We already eat exclusively lean meat (chicken and turkey) and only occasionally eat ham and fish. But eating well and eating healthy: these are essential.

If you eat enough veggies, and keep your grain and protein down, I doubt you'll ever have an excess of calories.  But I'll expand on some recipes to help eat well, easily, and healthy all at once.

What are your thoughts on the video?  And if you have seen  the rest of the series what do you think?

Sunday, June 24, 2012

To Breath New Life into an Old Blog

I haven't posted in awhile, due to...partially...a whole slew of life-reasons.  One mild crisis I've had is the realization that cooking is my hobby, not photography.  So I am constantly cooking and constantly forgetting to take pictures until the first bite has made it into my mouth. Then the picture is ruined.

Step-by-step pics will never be something I can pull off effectively, though I strongly admire the bloggers who can.

I cook.  I eat.  I will do my best to have some pictures, but this blog won't ever be overloaded with them.
I understand, for a lot of people this is a turn off, and I won't be offended if I learn people have stopped following because my style isn't their cup of tea.

I am a writer with a hobby. So the text, and the quality of food is more my deal.

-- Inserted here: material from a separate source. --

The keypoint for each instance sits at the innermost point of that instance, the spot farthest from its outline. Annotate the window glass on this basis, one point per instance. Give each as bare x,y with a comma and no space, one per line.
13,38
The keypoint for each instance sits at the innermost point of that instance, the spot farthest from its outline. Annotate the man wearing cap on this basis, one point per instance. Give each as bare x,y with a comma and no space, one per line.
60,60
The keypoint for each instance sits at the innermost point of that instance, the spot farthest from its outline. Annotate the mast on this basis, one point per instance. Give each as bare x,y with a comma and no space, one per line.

Next, I have a very different way of cooking, a sort of old-fashioned way that does not live well in our scientific time of precise measurements.   I cook by feel.

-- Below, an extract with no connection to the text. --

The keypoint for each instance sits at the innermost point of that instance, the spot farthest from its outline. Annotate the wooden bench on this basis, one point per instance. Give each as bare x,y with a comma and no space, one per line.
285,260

This takes practice, but once you have it down, you can put together a meal by instinct.

Another issue that I have is limiting myself to recipes.  Cooking is part pf a lifestyle choice.  I, like many Americans, I'm sure, are electing to adopt old-fashioned ethics to cope with the modern world.

What is this?

Waste reduction, reuse, etc.

Many places in the world do this sort of thing without effort, but in America, we have grown up with a different sort of training. So we have to retrain ourselves to live the way our grandparents and great-grandparents did, with a few notable (technological) differences. We have to relearn frugality, relearn resource management, and relearn how to live within our own physical environment without causing irrepressible harm to the resources we count on for food, clothing, and the roof over our heads.

So in this blog, I think I will expand the nature of my discussion, and perhaps move more in-line with my infant project I am beginning with a friend.  We're calling this project: "The Whole Home."